Wie een training van het eerste elftal bezoekt, zal al snel opvallen dat Van den Ham graag spelers apart neemt. Om zo, in relatieve rust, zaken door te nemen. "Ik ben elke dag bezig om de jongens duidelijk te maken dat je niet traint om te trainen, maar dat je traint om beter te worden", is de senior coach van FC Utrecht stellig. "En dus praat ik inderdaad veel met jongens. Over hun eigen ontwikkeling, over de speelstijl, over het positiespel. Eigenlijk over alle facetten van het voetbal." Zo is deze morgen op het voetbalveld van SV Renesse te zien hoe Van den Ham, tijdens een trainingsvorm, even spreekt met Mark Diemers. "Hem gaf ik een paar praktische tips, die hij direct heel goed uitvoerde. Toen zei ik tegen hem: ‘Zie je, nu ben je aan het trainen!’"

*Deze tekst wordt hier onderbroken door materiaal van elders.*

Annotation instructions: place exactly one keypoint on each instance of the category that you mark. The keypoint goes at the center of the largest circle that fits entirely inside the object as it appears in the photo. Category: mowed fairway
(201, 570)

“Qua karakters zit deze groep goed in elkaar. Al geldt ook hiervoor: nu is iedereen nog in de voorbereiding op het seizoen en gaat iedereen voor zijn kansen. Dadelijk begint de competitie. Er kunnen elf jongens spelen en zeven op de bank zitten. De rest moet plaatsnemen op de tribune. We eisen van iedereen elke dag 100 procent”, vervolgt Van den Ham. “Aan ons als staf is het dan om ervoor te zorgen dat speler 24 zich net zo belangrijk en gewaardeerd voelt als speler 1. We moeten ervoor zorgen dat de spelers geloven in het systeem dat we willen spelen. Daarvoor heb je, zeker in de beginfase, resultaten nodig. Win je die eerste twee wedstrijden, dan krijgt het team vertrouwen en het systeem draagvlak. Zo werkte het bij FC Dordrecht afgelopen seizoen ook. En dan zie je: ben je als speler een zesje, dan kun je in zo’n systeem al snel als een zeven functioneren. Wat is er nu leuker dan aanvallend voetbal spelen? Niets, toch? Maar, en dat moeten onze spelers zich ook realiseren: het vergt veel van je. Alles moet goed op elkaar zijn afgestemd. Dat is waar we nu, ook tijdens dit trainingskamp, keihard aan werken. Zodat we hopelijk, als de competitie begint, kunnen oogsten.”